Os programas de pedágio urbano podem gerar também uma renda extra para os pobres e os econômicos. De início, cada cidadão ganha uma quota de quilometragem mensal isenta de pedágio. Quem usar menos do que o seu teto, pode vender a diferença para os que rodam mais, em geral, também mais ricos. Trata-se de um mecanismo de “limite e troque” semelhante a vários outros, como o utilizado pelo protocolo de Kyoto.

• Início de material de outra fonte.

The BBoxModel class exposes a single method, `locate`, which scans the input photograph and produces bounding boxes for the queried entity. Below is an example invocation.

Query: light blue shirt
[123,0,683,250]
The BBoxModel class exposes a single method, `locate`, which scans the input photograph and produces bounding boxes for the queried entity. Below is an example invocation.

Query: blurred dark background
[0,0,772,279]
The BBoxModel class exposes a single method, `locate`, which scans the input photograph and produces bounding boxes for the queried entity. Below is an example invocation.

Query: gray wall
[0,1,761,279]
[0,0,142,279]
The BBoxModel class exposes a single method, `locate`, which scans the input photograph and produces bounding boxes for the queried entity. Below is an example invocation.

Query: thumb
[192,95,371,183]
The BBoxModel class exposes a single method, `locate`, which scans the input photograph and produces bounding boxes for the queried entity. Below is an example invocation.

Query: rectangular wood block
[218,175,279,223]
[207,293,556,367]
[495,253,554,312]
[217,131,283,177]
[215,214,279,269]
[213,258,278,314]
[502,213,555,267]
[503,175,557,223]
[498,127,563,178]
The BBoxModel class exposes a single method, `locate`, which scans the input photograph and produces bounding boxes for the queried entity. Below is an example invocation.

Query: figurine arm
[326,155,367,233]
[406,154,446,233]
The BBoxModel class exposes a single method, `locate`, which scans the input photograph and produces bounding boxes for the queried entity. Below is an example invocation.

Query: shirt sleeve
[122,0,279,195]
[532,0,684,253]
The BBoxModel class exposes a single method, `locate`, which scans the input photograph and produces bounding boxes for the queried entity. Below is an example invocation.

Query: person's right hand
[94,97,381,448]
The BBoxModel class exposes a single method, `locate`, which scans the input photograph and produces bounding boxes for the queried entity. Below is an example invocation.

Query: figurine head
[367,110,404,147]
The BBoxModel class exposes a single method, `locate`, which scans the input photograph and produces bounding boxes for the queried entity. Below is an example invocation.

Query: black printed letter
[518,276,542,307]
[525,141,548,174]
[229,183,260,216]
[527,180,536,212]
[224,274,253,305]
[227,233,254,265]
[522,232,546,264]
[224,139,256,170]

Nele, os países ricos podem comprar reduções de gases do efeito estufa nos países em desenvolvimento.

O Brasil é o quarto país na lista de maiores emissores de gases do efeito estufa. A frota nacional é responsável por 30% do problema. A região metropolitana de São Paulo é o ícone máximo dos engarrafamentos brasileiros. Por lá, circulam diariamente cinco milhões de veículos, ao longo de 17 mil quilômetros de vias. Em 1997, o transporte público era o meio para 51% das viagens na cidade. Em 2002, esse número encolheu para 47%. O automóvel passou a ser o principal meio de locomoção.

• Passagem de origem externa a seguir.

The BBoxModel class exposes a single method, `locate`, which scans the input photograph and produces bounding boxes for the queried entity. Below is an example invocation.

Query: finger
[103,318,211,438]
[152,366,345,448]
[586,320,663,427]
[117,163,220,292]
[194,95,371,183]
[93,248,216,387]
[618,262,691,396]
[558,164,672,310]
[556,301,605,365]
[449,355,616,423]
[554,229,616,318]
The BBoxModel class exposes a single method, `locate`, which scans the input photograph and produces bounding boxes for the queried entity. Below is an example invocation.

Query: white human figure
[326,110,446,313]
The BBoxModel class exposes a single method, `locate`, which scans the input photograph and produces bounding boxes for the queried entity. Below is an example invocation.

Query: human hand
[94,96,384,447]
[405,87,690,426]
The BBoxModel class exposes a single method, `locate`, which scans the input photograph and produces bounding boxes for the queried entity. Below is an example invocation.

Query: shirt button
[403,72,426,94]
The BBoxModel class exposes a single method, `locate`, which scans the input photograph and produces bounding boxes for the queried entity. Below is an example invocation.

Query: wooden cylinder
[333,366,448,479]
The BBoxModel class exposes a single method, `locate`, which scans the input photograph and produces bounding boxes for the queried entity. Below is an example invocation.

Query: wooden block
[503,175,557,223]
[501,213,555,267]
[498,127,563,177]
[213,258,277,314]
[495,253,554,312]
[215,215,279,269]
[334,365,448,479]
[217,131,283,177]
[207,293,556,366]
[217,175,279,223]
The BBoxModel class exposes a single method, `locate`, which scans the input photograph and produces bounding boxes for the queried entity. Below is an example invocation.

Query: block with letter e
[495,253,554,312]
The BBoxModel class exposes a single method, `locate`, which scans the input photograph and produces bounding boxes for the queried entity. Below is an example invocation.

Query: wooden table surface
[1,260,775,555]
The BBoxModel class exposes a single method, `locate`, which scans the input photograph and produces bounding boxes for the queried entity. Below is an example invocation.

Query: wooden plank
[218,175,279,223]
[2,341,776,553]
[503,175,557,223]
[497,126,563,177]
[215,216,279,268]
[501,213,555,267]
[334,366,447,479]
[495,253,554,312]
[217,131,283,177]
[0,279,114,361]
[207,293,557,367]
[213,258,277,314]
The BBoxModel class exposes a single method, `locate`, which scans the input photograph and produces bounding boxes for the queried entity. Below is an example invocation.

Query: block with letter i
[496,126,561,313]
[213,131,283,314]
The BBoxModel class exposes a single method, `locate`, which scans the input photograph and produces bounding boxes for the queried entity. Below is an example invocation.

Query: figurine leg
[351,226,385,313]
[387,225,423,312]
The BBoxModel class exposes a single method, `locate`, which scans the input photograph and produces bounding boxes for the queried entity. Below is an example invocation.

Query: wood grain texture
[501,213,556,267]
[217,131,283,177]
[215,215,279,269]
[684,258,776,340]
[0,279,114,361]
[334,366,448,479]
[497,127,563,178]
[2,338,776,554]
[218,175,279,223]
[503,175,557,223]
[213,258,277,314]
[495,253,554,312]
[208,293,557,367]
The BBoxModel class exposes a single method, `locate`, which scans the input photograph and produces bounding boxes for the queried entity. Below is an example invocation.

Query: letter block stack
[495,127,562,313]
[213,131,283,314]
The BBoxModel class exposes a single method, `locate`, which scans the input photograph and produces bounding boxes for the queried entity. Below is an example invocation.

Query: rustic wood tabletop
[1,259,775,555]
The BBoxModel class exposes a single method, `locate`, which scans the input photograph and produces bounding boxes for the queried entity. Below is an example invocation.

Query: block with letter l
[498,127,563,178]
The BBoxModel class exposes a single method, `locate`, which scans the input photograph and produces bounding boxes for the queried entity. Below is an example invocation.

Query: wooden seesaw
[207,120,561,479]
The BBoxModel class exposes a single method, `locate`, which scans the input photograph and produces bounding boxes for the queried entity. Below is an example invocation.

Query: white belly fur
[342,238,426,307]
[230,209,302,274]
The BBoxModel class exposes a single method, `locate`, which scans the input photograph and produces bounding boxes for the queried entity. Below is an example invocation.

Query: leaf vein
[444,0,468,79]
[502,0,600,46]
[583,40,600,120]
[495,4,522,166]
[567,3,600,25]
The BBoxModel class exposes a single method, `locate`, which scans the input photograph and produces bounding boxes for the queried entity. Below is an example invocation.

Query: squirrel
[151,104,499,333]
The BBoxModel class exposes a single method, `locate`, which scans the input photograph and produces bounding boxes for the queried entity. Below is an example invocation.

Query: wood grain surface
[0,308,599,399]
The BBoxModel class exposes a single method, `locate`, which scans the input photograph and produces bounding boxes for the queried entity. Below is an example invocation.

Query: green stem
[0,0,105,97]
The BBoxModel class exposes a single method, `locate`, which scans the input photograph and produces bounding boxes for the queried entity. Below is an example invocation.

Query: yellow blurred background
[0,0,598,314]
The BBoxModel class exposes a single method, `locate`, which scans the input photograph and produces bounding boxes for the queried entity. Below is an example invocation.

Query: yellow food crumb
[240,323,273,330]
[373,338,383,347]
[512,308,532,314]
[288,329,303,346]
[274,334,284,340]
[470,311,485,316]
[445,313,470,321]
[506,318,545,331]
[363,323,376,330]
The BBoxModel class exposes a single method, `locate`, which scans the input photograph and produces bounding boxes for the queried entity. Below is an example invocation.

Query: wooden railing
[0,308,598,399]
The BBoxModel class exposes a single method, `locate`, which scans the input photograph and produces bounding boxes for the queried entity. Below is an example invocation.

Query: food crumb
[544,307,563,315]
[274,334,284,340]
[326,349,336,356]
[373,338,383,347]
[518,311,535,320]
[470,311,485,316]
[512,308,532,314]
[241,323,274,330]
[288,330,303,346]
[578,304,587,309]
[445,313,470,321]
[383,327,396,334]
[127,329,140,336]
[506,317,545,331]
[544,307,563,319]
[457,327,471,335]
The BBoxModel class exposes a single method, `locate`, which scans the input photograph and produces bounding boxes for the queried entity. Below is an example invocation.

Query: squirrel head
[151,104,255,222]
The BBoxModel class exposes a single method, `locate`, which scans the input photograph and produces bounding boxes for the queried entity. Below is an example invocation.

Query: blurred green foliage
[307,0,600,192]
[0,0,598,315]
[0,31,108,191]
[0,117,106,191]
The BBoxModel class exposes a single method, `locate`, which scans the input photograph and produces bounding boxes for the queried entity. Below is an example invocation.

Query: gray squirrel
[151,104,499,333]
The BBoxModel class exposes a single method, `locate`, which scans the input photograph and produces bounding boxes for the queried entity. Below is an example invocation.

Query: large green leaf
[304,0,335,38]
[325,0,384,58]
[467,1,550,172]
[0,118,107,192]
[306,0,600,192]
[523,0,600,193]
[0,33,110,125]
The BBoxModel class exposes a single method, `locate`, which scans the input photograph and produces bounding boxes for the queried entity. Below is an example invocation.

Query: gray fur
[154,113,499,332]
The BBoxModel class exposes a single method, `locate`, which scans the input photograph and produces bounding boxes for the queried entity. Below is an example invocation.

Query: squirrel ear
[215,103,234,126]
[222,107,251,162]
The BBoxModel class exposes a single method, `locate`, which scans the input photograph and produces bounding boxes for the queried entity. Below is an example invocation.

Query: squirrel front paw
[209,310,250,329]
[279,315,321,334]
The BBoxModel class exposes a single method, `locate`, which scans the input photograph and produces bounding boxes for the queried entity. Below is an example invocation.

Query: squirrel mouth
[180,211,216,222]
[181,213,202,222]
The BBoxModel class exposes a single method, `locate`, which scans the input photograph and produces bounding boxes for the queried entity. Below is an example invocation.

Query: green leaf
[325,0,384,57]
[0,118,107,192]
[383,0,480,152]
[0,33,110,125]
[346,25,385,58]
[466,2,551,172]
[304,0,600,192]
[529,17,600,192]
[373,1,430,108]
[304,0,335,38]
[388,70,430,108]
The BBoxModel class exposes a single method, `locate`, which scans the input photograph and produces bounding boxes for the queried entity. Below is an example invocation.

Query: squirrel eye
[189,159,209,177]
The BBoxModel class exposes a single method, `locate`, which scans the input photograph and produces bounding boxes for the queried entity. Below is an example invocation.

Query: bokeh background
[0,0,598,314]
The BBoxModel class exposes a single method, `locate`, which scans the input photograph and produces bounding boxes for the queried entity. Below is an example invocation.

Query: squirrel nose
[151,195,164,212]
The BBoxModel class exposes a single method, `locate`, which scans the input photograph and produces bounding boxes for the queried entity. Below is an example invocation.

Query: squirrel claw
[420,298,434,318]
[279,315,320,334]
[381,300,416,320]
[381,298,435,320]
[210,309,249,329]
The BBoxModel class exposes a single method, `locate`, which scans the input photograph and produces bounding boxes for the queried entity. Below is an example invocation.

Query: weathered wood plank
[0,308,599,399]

500 novos veículos são licenciados todos os dias. Com uma média de 2,5 metros de comprimento, só para entrar na rua, eles demandam mais 1,25 km de vias. Nos horários de pico, os paulistanos perdem no trânsito cerca de 50% de tempo além do que deviam.

São Paulo adotou um sistema de rodízio baseado no número das placas. Com isso, retira das ruas, nos dias úteis, 20% da frota. Quem pode, comprou um segundo carro. Quem não teve dinheiro para isso, ficou com muita raiva de Fábio Feldman, na época secretário de Meio Ambiente, que instituiu o rodízio. Assim, com o tempo o efeito da medida se dilui, prejudicando os mais pobres e gerando o desperdício da aquisição de carros desnecessários.

Também não gera qualquer tipo de receita para a cidade. A arrecadação do pedágio urbano pode ser revertida para investimentos nas ruas e no meio ambiente. Foi assim em Oslo, onde o programa só foi aprovado depois que uma parte da receita foi atrelada a melhoramentos ambientais.

Será difícil convencer o brasileiro a pagar mais uma taxa. Faltarão também políticos para defender a idéia, já que a popularidade do pioneiro Fábio Feldman tomou um tombo com o rodízio. Mas acabaremos chegando lá. Todas as outras medidas para conter o avanço dos automóveis nas cidades são paliativas.